What Democrats Need to Learn About Education
In the early 1970s California was America’s Nirvana. It was a sunny, well-run, happy and free-spirited place of limitless opportunity where half the young people in Flyover Country wanted to move to, enjoy and spend the rest of their lives.
In the early 1970s California was America’s Nirvana.
It was a sunny, well-run, happy and free-spirited place of limitless opportunity where half the young people in Flyover Country wanted to move to, enjoy and spend the rest of their lives.
At the time, California’s government was a model for every other state. Its infrastructure, educational system and growing economy were top notch.
But that was a long, long political time ago.
Since then, the California Dream has been transformed into the California Nightmare by Democrats and their liberal ways. Now the Golden State is famous for high taxes, over-spending, failed education policies, overgenerous social welfare programs, a huge homeless population and bad environmental and energy rules.
In other words, today California is a social, fiscal and economic s-hole.
Young people and even middle-class people can no longer afford a house or apartment in cities like Los Angeles or San Francisco unless they want to live in a commune or in a tent on a filthy downtown sidewalk.
The only demographic that can still afford to live comfortably in California these days are Internet millionaires and rich Hollywood celebrities.
Thanks to their famous leftwing politics and their money, they’ve made California into a drive-through ATM for the Democrat Party.
Every Democrat running for president comes out to La-La Land for a fundraiser, grabs their money, leaves ASAP on a red-eye and pretends they don’t see what a wreck their pet ideas have made of California.
Presidential wannabes Kamala Harris, Elizabeth Warren and Cory Booker were here just this week, holding “I hate Trump” fundraisers, appearing at town meetings to promise what they’re going to do about guns and violence and calling everyone in the Republican Party a racist.
Not one of them brought up the California’s horrible broken educational system and how it harms kids, especially poor black and Latino kids.
Neither African-American candidate boasted about what they’d do about the fact that 75 percent of black kids in California are unable to read, write or do math at their grade level.
Or that the only thing too many black and brown kids are qualified to do when they get out of the state’s public schools is to steal a gun and join a gang and start using it.
To be fair, public schools have been failing poor kids for decades in every major city of America.And both parties have failed to address the issue.

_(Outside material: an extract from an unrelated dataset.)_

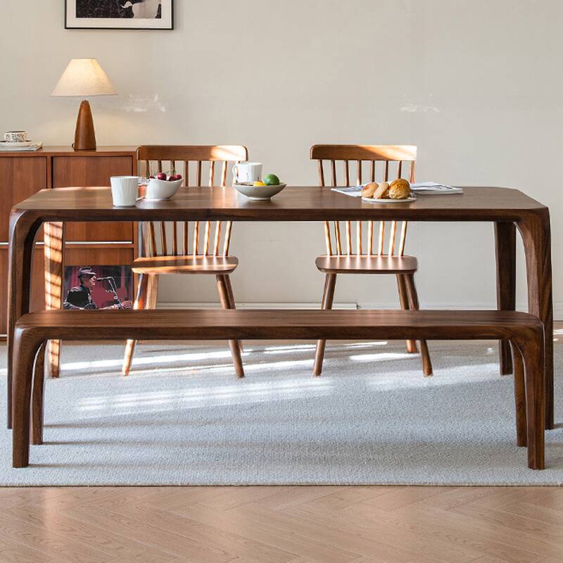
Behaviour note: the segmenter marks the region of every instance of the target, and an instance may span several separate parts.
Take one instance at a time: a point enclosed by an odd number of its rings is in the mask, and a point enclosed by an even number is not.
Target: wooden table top
[[[547,208],[517,189],[464,187],[462,194],[419,195],[404,203],[369,203],[329,188],[288,186],[270,201],[252,201],[232,187],[181,188],[172,200],[114,208],[109,188],[44,189],[17,204],[43,221],[240,220],[516,221]]]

But if Harris and Booke are serious about fixing public education’s ongoing failures, which I don’t think they are, it’s going to take much more than repeating their party’s standard solution — pouring more money into schools and the pockets of the teachers unions.
Offering more school choice to the parents of black and brown children and opening more charter schools would be a start, but Democrats will never go there because they are too fond of the teachers unions and their political donations.
It’s always shocking to me that a privately funded school my wife and I have visited in the gigantic slums of Nairobi, Kenya, is able to do a better and smarter job of educating its poorest kids than our schools do.
The kids from the slum all wear uniforms, read lots of books and learn English — because, as school administrators will tell you, it is “the language of success.”
The school officials in Nairobi know that getting a good education — and speaking English — is the only sure way for their poor kids to get out of the slums and achieve success.
Why don’t we know that yet in California? Why don’t the left-liberal trio of Harris, Booker and Warren get that?
Instead of coming back to beg more money from the rich liberal elites of California, I challenge Harris, Booker, Warren and the others to go instead to see how education works in that school in Nairobi. They might learn something.